TD29 operativo dal 01 aprile 2025 per la fatturazione elettronica – TD20 rimane per reverse ed estero
In caso di mancata o irregolare fatturazione da parte del cedente o del prestatore, dal 01/04/2025 la comunicazione di regolarizzazione da parte del cessionario, per evitare la sanzione amministrativa pari al settanta per cento dell’imposta, con un minimo di euro 250 (art. 6 comma 8 del DLgs. 471/97) dovrà essere effettuata utilizzando un file XML da trasmettere via Sistema di Interscambio, con codice tipo documento TD29.

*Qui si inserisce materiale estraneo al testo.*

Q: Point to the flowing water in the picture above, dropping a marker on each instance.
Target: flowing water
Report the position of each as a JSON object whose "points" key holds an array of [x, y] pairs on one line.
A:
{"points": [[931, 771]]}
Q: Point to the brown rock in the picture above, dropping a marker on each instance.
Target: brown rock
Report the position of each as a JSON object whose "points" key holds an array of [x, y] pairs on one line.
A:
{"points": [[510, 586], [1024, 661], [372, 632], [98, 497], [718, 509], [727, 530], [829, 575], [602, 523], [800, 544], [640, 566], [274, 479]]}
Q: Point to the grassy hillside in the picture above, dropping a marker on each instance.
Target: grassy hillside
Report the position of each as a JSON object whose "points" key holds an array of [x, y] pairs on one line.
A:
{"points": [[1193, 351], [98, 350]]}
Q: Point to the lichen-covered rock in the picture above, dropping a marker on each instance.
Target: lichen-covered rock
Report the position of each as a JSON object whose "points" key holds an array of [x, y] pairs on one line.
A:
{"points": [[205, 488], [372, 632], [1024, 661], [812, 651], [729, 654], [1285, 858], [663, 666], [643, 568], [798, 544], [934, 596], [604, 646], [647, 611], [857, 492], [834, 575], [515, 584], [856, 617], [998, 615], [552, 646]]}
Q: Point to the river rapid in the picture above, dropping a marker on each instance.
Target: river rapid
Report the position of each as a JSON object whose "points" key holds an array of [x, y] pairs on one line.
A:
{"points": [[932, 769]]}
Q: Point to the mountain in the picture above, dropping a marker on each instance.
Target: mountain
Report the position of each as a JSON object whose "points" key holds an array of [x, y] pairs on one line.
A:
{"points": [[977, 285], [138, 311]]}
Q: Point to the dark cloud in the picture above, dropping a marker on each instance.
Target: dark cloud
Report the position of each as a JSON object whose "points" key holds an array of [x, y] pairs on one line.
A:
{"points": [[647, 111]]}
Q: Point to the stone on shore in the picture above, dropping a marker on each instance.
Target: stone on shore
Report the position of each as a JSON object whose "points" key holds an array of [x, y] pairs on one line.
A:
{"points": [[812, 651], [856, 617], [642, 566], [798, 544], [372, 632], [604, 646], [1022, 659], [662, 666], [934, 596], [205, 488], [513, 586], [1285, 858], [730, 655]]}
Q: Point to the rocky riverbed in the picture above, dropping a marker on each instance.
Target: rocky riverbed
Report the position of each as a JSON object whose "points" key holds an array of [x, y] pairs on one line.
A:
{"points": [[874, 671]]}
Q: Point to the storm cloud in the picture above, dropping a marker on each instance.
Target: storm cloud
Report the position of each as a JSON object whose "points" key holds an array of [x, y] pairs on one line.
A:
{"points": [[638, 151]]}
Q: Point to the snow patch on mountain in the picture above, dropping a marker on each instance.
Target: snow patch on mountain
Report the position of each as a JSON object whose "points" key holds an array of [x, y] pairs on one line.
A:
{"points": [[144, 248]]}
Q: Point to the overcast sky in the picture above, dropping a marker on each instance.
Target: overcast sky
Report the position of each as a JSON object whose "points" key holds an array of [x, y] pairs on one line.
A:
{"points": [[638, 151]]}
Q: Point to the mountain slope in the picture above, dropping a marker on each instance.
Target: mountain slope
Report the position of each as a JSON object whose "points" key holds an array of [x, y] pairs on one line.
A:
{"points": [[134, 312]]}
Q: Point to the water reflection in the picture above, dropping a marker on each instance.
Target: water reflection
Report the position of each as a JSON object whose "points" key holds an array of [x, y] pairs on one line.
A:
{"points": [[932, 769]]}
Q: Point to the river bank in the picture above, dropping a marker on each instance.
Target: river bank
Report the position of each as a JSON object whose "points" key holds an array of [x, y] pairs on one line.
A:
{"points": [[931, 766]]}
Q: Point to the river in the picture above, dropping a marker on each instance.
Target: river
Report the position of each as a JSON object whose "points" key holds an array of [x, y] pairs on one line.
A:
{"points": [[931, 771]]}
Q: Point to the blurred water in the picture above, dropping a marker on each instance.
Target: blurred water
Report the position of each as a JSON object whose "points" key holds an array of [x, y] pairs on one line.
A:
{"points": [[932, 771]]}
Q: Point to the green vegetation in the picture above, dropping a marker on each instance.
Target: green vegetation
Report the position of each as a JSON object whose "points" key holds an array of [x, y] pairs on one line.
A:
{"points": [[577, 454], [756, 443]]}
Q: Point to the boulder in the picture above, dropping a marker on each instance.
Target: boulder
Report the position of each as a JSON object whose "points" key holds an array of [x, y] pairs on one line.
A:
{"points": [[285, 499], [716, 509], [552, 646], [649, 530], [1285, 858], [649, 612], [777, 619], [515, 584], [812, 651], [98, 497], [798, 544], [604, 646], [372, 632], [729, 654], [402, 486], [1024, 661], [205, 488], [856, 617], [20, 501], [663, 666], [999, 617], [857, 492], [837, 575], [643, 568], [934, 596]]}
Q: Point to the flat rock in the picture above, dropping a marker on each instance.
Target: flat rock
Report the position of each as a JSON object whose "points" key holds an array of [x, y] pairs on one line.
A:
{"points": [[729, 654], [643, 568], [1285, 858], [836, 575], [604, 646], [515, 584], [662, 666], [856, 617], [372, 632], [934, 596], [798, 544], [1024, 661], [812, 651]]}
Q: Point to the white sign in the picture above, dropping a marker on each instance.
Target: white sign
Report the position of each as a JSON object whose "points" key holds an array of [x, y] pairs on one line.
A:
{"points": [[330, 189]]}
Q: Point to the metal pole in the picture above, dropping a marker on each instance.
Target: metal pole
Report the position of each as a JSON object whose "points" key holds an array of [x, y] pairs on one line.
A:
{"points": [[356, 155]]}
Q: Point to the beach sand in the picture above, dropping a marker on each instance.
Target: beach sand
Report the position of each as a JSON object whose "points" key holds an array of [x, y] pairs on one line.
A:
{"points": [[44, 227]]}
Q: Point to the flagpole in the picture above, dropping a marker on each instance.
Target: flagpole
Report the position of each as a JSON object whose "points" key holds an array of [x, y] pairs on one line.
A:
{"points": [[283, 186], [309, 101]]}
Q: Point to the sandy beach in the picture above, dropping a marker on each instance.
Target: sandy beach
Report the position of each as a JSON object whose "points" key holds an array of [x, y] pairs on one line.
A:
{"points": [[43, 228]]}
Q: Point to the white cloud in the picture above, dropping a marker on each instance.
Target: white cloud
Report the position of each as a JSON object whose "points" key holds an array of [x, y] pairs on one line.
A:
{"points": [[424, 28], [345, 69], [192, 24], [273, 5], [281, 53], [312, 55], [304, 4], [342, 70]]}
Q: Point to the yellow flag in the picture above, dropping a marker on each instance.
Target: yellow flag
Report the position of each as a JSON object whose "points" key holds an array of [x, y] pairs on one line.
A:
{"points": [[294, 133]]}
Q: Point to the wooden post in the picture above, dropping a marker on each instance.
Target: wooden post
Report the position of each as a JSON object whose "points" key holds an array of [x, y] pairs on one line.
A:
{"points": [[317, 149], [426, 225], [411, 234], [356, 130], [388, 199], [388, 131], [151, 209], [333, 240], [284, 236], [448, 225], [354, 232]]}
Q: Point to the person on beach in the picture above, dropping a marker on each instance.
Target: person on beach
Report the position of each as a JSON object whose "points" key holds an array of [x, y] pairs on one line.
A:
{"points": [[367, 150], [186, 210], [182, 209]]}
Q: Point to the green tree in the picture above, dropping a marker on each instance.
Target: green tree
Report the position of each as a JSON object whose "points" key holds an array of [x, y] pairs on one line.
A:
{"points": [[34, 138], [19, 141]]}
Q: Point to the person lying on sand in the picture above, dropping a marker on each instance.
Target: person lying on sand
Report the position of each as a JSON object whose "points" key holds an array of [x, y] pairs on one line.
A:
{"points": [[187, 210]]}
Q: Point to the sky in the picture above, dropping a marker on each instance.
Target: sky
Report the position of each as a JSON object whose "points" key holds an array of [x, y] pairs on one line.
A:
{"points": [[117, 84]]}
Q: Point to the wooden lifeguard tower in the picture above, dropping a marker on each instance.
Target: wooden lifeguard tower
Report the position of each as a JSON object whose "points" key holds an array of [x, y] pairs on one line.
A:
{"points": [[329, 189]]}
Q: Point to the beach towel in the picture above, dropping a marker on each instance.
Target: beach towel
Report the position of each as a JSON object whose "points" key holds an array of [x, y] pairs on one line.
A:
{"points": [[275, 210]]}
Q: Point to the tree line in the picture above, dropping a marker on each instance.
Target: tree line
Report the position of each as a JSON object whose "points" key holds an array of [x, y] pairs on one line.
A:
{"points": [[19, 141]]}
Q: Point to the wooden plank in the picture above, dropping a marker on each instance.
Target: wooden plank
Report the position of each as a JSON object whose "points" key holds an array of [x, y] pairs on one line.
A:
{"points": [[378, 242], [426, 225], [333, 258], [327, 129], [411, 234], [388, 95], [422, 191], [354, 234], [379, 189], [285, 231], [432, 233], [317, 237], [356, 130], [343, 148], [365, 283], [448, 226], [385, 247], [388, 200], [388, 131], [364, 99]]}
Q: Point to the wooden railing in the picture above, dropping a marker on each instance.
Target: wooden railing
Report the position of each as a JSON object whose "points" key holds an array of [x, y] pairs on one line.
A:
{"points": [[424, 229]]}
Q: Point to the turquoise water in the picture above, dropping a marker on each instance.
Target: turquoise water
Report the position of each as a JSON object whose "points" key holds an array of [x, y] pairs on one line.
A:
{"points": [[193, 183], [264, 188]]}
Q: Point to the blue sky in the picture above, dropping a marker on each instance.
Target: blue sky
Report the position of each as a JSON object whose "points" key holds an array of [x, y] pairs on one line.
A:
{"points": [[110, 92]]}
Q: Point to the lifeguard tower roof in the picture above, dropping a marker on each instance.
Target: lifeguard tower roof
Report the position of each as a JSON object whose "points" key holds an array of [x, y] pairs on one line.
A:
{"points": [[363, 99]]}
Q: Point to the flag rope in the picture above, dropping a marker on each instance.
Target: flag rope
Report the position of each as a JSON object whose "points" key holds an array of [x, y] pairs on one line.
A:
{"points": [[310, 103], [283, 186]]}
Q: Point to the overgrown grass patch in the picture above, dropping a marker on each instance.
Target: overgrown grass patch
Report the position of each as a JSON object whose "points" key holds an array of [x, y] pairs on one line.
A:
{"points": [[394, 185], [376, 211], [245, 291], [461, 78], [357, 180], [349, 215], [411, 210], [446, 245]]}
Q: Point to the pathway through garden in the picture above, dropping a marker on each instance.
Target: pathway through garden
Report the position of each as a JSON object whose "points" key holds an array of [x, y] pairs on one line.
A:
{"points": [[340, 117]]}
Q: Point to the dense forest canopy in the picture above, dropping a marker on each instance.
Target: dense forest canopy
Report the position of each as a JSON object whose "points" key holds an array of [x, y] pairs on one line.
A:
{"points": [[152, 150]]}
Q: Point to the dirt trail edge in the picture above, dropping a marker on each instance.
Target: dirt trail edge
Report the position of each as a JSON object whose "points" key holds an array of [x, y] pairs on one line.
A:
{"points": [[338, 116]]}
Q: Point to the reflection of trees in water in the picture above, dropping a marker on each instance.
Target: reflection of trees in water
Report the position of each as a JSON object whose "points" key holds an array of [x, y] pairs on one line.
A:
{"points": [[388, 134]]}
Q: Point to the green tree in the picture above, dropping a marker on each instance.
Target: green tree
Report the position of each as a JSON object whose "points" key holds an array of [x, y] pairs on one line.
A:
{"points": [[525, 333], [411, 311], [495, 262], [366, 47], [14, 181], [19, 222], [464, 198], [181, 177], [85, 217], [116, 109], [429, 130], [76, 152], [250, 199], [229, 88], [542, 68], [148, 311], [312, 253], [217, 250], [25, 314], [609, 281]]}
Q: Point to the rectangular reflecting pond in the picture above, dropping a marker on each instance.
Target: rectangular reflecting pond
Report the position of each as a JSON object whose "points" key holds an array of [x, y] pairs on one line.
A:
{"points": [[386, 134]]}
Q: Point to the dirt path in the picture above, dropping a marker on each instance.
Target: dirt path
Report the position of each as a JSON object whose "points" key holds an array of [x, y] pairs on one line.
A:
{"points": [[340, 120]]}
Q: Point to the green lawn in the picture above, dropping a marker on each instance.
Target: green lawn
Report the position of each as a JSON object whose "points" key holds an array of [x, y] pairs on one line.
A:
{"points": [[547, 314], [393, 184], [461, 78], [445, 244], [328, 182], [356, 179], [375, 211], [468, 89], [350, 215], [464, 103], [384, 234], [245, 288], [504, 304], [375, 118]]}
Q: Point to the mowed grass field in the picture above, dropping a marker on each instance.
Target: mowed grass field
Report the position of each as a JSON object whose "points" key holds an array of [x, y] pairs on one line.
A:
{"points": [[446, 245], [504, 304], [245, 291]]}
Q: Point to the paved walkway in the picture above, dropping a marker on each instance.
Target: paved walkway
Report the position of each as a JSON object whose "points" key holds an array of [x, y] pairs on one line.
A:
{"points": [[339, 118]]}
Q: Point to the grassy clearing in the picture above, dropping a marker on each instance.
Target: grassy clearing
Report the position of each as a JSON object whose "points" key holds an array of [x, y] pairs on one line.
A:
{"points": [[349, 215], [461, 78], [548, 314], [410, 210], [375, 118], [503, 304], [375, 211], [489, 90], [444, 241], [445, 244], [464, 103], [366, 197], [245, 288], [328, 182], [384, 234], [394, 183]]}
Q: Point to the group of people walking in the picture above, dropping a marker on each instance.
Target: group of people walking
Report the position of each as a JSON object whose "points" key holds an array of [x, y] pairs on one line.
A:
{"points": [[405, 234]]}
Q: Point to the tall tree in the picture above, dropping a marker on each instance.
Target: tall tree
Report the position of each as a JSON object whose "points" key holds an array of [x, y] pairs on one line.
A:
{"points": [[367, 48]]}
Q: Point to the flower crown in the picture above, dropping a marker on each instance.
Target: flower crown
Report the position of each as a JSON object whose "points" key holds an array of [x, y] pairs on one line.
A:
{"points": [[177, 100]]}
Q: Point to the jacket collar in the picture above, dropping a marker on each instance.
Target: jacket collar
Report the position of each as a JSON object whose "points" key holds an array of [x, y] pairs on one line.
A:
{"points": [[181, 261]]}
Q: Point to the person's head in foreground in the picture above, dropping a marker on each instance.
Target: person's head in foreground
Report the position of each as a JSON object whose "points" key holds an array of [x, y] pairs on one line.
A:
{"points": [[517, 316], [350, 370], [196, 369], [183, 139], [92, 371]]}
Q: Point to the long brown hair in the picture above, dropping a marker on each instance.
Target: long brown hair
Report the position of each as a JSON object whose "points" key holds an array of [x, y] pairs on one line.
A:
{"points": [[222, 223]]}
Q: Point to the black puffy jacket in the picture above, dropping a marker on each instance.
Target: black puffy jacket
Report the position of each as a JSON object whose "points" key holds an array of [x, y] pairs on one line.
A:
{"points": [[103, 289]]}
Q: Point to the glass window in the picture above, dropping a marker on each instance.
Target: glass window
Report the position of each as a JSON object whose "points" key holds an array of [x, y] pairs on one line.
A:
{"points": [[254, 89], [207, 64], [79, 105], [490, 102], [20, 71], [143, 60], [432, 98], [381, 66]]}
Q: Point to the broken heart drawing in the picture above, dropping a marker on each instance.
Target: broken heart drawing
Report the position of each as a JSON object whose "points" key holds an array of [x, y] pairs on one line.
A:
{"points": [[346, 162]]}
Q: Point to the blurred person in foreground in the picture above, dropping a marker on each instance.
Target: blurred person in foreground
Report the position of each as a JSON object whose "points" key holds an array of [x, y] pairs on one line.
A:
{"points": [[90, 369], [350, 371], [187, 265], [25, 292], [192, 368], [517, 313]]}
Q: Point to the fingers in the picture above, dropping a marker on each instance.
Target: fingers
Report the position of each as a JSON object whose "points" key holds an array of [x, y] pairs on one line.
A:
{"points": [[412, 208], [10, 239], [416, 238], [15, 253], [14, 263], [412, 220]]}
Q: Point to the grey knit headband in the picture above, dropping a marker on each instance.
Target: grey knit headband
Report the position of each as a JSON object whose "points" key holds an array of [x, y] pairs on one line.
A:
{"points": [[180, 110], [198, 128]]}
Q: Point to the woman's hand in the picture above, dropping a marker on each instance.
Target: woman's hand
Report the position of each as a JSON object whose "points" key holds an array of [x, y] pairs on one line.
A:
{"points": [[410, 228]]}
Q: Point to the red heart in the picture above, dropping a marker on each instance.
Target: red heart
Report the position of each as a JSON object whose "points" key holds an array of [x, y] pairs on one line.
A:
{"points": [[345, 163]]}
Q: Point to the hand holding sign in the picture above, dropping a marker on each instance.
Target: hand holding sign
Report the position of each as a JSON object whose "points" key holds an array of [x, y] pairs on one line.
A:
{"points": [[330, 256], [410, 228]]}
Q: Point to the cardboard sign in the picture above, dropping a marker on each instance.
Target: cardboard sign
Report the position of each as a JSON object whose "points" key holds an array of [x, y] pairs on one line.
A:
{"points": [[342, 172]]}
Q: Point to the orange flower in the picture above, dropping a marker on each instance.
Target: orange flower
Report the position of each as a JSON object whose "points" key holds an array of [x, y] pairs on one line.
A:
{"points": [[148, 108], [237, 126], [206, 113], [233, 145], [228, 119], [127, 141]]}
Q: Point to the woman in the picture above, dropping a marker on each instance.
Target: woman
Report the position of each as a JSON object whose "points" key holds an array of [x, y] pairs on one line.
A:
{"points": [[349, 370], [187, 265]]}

Il cessionario deve provvedere a comunicare l’omissione o l’irregolarità all’Agenzia delle entrate, entro novanta giorni dal termine in cui doveva essere emessa la fattura o da quando è stata emessa la fattura irregolare.
A livello operativo
- nel campo cedente/prestatore va riportato un soggetto diverso da quello indicato nel campo cessionario/committente, pena lo scarto del file con codice errore “00471”;
- nel campo cedente/prestatore possono essere indicati soltanto i dati di operatori nazionali, non essendo ammesso un valore diverso da “IT” nell’elemento “IdPaese”; in caso contrario il file viene scartato con codice errore “00473”;
- la compilazione del tipo documento prevede l’obbligo di indicare il numero di partita IVA del cedente o prestatore; in caso contrario il file viene scartato con codice errore “00475”.
Resta ancora in vita il codice “TD20 “per i casi di omessa o irregolare fatturazione da parte del cedente o prestatore nelle operazioni soggette a inversione contabile esterno (art. 6 comma 9-bis del DLgs. 471/97) o nelle operazioni intracomunitarie (art. 46 comma 5 del DL 331/93) e in quelle assimilate.